The founder of the language app is in talks with the UK government to offer his cheque online to visa applicants, for less than £50 at a time.
Duolingo is in talks with the government to allow UK visa applicants to take a language online for less than £50, replacing a formula that costs more than £1,000.
Luis von Ahn, the founder of the online language learning app, said the $49 Duolingo check had less risk of fraud and would be fairer to other people who want to study or work in the UK.
Currently, visa applicants will need to prove their English proficiency by taking a “Secure English Test” at an approved facility. These will be held in 134 countries and territories, according to data from the Ministry of the Interior.
However, this requires other people from 67 countries abroad to get tested. These countries come with Mali, Niger and more than 20 others in Africa; South American countries, adding Uruguay, Paraguay and Von Ahn’s local Guatemala, and many Caribbean and Pacific islands.
“I set out to come and examine myself in the United States,” Von Ahn told the Observer. “In my country they no longer had those tests, so I had to fly to a neighboring country, El Salvador, which in the past beat the 1990s. a war zone. They charge me $1,000 just to fly there and take the test. It’s ridiculous. “
Von Ahn, one of Silicon Valley’s leading entrepreneurs, launched Duolingo with co-founder Severin Hacker in 2012. By its tenth anniversary this year, the app had been downloaded a billion times worldwide, with 20 million downloads in the UK.
The company is now worth $4 billion, offers categories in more than 40 languages, is about to launch a math app, and already offers Duolingo ABC, an app to help kids learn to read, as well as the Duolingo English test. Check introduced in 2016, and Von Ahn said there was resistance to its adoption until the Covid pandemic hit.
The check is now paid through most U. S. primary colleges. “U. S. government,” he said. ” Harvard, Stanford, MIT. . . and I have 75 universities in the UK that accept the cheque. But we are not yet paid by the British government. “. I think they come to agree that online verification is good.
“We talked to them. I don’t know how temporarily the British government is acting. My delight is that all governments act very slowly. So I don’t know how long it will take, but I think it will be smart for the world. “if it happens
Language tests for visas have been controversial. In February, MPs accused the Home Office of a “shocking miscarriage of justice” after evidence emerged that thousands of foreign academics had been wrongly accused of cheating at UK exam centres. Many scholars have been expelled and some say their lives have been ruined.

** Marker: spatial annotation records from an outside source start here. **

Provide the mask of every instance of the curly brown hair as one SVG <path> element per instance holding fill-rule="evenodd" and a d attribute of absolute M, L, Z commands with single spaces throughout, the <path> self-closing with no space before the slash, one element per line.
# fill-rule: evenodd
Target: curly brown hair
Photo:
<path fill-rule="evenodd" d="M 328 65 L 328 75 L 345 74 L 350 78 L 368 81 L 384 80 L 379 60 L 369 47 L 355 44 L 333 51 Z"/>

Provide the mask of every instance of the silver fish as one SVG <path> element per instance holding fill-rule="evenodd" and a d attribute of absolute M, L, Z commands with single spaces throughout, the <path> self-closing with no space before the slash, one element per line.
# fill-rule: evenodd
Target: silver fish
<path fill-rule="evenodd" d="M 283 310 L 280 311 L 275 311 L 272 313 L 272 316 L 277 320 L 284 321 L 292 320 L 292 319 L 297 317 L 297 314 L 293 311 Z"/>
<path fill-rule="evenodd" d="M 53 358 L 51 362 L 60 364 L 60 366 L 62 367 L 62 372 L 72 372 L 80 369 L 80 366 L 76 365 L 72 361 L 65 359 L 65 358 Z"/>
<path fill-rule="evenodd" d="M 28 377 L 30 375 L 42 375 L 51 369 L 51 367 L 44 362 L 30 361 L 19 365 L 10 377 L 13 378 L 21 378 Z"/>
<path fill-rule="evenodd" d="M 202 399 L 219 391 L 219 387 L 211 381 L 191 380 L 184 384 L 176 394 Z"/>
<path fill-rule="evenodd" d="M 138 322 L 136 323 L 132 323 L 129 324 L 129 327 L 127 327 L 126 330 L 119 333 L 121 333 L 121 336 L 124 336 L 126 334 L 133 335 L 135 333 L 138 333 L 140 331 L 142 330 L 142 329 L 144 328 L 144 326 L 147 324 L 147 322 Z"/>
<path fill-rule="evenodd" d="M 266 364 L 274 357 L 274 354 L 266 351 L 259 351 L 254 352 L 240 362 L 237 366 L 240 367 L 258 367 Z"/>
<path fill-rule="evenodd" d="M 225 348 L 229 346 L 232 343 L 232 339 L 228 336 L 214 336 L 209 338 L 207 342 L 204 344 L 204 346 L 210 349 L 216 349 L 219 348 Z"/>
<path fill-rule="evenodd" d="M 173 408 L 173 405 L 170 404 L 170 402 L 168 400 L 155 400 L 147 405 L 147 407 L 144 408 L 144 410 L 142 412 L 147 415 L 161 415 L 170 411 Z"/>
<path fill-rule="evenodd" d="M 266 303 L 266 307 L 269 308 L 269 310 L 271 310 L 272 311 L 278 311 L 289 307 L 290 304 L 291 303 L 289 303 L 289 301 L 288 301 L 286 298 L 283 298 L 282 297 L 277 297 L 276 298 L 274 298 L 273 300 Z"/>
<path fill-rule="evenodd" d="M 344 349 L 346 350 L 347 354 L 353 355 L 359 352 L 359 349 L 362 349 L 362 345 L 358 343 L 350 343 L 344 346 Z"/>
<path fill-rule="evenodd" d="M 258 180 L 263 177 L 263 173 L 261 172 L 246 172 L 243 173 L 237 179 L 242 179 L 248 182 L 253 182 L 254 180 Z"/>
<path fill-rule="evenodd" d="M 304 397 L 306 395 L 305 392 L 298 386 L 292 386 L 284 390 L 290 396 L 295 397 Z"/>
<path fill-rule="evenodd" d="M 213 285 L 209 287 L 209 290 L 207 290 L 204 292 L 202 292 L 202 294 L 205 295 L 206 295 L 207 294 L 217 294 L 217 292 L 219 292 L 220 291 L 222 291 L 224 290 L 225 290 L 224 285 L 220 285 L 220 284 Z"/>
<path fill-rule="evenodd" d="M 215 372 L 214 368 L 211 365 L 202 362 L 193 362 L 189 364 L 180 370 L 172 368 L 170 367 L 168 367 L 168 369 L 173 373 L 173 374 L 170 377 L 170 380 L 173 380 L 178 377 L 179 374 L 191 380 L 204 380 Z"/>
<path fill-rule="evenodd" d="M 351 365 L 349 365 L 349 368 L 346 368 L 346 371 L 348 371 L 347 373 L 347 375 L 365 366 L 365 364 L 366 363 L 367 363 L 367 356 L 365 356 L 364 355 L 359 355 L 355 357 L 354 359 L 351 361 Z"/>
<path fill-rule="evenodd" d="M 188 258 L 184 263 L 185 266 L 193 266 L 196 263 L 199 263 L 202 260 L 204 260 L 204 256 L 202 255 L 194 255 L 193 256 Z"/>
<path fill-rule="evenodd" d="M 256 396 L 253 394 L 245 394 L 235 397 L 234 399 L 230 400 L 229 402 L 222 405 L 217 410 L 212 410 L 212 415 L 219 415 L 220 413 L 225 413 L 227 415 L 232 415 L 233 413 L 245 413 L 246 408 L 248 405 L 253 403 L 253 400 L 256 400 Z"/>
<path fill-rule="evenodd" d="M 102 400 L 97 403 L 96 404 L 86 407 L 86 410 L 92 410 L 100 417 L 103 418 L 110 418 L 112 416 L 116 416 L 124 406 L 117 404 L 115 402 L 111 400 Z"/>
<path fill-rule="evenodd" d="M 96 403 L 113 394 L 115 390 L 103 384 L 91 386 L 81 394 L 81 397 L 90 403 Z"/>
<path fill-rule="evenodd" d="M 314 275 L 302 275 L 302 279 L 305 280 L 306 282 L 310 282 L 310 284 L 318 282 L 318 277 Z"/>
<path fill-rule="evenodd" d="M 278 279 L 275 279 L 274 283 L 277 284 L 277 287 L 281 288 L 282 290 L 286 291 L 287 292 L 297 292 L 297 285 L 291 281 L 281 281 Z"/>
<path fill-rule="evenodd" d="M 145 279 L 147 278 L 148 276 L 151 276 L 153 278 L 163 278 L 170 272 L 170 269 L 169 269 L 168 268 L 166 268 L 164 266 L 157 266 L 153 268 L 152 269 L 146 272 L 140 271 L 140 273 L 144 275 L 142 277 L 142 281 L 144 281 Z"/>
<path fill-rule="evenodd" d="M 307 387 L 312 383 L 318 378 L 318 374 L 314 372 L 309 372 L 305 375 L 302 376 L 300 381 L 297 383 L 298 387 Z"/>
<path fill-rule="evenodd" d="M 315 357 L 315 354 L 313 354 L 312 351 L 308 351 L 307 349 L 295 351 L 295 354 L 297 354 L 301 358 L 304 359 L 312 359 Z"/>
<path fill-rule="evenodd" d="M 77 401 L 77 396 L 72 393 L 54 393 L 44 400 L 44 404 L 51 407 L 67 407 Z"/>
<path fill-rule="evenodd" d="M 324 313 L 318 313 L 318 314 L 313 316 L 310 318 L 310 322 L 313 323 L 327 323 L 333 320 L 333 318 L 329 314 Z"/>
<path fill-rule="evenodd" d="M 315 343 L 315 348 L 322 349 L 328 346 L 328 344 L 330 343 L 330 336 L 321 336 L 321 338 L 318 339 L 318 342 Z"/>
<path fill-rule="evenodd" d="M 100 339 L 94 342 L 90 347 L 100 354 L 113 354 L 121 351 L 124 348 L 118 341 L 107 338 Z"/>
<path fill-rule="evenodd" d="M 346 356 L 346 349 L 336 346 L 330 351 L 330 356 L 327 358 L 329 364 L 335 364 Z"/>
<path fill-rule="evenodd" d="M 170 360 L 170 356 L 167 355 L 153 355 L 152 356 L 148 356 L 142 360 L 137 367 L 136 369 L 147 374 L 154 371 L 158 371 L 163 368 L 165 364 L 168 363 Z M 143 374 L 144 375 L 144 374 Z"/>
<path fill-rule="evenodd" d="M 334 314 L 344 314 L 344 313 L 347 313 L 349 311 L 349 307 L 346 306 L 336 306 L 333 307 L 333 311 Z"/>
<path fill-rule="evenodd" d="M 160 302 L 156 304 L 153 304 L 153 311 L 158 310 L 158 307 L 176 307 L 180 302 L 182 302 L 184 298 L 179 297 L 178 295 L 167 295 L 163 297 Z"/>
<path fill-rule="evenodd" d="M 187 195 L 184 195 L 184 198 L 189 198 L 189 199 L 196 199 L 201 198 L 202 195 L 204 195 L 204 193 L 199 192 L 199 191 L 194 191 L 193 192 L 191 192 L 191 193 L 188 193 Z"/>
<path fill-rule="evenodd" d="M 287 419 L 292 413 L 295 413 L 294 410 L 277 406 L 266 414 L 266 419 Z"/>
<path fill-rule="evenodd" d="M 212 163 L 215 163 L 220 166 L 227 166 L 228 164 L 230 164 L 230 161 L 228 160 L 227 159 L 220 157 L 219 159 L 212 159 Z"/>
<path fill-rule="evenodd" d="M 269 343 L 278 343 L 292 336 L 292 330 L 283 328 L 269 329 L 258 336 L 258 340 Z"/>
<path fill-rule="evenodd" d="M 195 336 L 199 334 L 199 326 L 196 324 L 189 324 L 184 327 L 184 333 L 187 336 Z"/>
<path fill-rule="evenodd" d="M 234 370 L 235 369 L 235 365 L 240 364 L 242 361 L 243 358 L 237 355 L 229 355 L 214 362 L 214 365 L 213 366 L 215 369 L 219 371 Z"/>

Von Ahn said online testing is fairer and more secure than testing in physical centers.
Von Ahn said he had sought to make Duolingo a “mission-driven” company that would make language training available to everyone.
“What I’m most proud of is in 2017, when I was informed that Duolingo was being used across Europe through refugees to know the language of the country they were settling in. And the same week, I was informed that Bill Gates on Duolingo. For me, this mix is amazing. This is precisely what we must achieve: everyone has equivalent access to education.
He added that the Duolingo technique has replaced a lot since its launch in 2012. “We did what engineers do. We think “let’s teach the non-unusual maximum word first. “So, we literally train in order of frequency. And very quickly, we found out it wasn’t that wonderful because we were training debris like “the” and “a. “
Today, the company employs “30 to 40 more people with PhDs” in language training and is “much more fun,” he said.
What do he think of the Ministry of Education’s resolution to replace GCSE language learning, which means students will have to memorize 1,700-word lists instead of learning from foreign cultures?
“No, that’s how we did it when we started. When I had no idea how to teach a language 10 years ago, I understand it very similarly. I’ve absolutely replaced my brain on this. You have to know the words, but you have to know the culture. I just learned that in our course we have an entire unit committed to asparagus. In Germany, asparagus matters.